Wednesday, August 27, 2003 - Page updated at 12:00 AM
Snohomish County business
New Edmonds restaurant to forgo wheat in recipes
Times Snohomish County bureau
EDMONDS — Chefs Kaili McIntyre and Arlene Palumbo will open a restaurant in the Firdale Village shopping center Oct. 1, and like many family restaurants, theirs will offer a selection of down-home dishes: meatloaf, pizza, mac and cheese, and fresh bread and pastry.
But unlike most or all other family eateries in the Northwest, every dish on the menu at their as-yet-unnamed eatery will be wheat- and gluten-free.
In baked goods and pastas, flours made from ingredients such as rice or potatoes will replace wheat flour. Ditto for their gravies and meatloaves, whose richness traditionally comes from regular flour or bread crumbs.
Palumbo, the restaurant's executive chef, will debut a patent-pending microbrew made from buckwheat rather than hops.
McIntyre and Palumbo learned to replace wheat flour in their recipes because they both have celiac disease, an illness that makes them allergic to foods containing wheat and wheat gluten, a mixture of proteins.
People with the disorder must eat a wheatless and gluten-free diet to avoid allergic reactions, but doctors and naturopaths often recommend such a diet as a preventive measure for people with conditions from yeast infections to autism. Vegans and health-conscious diners also try it.

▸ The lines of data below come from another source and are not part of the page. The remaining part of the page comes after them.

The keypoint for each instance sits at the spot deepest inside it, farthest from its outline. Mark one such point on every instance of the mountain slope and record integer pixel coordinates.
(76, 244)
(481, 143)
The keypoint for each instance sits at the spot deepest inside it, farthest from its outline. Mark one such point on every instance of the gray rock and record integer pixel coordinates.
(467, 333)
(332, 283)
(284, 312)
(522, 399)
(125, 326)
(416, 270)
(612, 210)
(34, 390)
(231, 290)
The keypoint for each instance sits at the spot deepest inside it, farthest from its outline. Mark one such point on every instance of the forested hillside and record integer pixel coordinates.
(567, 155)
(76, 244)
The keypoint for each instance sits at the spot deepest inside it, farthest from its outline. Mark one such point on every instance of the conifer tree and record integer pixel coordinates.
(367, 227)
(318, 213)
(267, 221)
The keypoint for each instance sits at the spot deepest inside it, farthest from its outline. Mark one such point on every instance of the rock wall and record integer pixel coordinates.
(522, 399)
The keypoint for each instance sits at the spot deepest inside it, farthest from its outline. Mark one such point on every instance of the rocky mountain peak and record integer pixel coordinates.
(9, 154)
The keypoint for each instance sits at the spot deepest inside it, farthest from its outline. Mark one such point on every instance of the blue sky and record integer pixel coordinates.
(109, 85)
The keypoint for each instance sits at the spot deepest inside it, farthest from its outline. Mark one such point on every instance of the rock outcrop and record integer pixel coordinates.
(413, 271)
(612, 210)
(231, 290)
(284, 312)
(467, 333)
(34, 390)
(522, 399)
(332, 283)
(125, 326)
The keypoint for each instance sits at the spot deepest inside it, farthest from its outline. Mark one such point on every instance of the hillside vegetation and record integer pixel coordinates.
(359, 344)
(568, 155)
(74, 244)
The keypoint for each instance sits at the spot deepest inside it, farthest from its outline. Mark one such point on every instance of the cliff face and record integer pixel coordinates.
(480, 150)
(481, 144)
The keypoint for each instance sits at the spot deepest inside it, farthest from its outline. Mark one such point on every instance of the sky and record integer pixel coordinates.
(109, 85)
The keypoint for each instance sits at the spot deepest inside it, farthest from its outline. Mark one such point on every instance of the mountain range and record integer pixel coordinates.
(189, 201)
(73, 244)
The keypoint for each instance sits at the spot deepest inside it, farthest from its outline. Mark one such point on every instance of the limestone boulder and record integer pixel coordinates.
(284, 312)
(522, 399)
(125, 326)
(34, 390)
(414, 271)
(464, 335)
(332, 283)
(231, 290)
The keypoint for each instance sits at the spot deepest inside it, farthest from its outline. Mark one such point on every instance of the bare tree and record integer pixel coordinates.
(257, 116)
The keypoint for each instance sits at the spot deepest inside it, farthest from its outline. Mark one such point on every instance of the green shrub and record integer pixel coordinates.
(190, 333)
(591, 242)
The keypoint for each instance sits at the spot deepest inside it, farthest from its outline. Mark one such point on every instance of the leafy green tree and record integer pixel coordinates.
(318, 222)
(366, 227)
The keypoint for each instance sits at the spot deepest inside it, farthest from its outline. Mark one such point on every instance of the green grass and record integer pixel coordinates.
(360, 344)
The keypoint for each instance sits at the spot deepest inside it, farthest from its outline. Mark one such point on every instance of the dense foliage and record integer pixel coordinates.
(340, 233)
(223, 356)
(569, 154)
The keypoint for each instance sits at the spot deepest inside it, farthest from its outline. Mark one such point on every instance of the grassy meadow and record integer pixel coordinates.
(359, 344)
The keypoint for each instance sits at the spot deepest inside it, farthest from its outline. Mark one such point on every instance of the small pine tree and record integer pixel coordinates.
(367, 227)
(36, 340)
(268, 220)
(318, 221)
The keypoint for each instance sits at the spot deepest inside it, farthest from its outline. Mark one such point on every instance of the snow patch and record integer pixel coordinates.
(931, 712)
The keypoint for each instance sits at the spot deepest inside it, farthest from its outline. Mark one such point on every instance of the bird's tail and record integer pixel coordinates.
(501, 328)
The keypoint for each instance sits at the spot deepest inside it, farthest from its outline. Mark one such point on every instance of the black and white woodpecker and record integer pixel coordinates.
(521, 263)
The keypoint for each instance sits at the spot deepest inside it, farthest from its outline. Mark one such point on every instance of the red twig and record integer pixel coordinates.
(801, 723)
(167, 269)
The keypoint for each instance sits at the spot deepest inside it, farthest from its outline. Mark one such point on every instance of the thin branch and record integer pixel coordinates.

"This dining is becoming more mainstream, but also the number of people diagnosed (as allergic) is increasing," said Cynthia Kupper, a registered dietitian who is executive director of the Gluten Intolerance Group in Seattle. "Some people just feel better eating this way."
Kupper said the Edmonds restaurant may be the first in the nation with a menu that is wheat- and gluten-free.
For McIntyre, the restaurant is a natural extension of the work she's been doing for five years as the owner of Kaili's Kitchen, a deli and bakery at the state Department of Transportation office complex in Shoreline. There, McIntyre debuted wheat-free cookies and cakes last year, and has since added entrées and other baked goods to a to-go case.
"I want everyone to enjoy this food, not just people with celiac disease," McIntyre said.
Sam Wylde, president of Seattle-based Ener-G, a 41-year-old company that makes wheat- and gluten-free mixes, pastas, cookies and crackers, said awareness of wheat- and gluten-free cooking began rising in the 1980s after doctors developed better methods for diagnosing the disorder.
Since then, Wylde said, the general population and an increasing list of mainstream grocers have expressed more interest in his company's and others' wheatless foods.
McIntyre's vision is slowly expanding: She already sells her foods at Nature's Way at Northgate Mall in Seattle and Manna Mills in Mountlake Terrace, and will soon distribute her biscotti at Diva Espresso stores.
The new restaurant will allow people who follow a wheat-free diet to dine out on foods they normally can't. She also plans to sell takeout food there.
"We'll do turkey with stuffing," she said. "We'll do the things that people miss."
Chef Palumbo, a Snohomish resident who studied at the Culinary Institute of America in Hyde Park, N.Y., and ran two restaurants in Florida, shares McIntyre's mission.
"My goal is to make the food so good that the regular diner can't taste the difference," Palumbo said.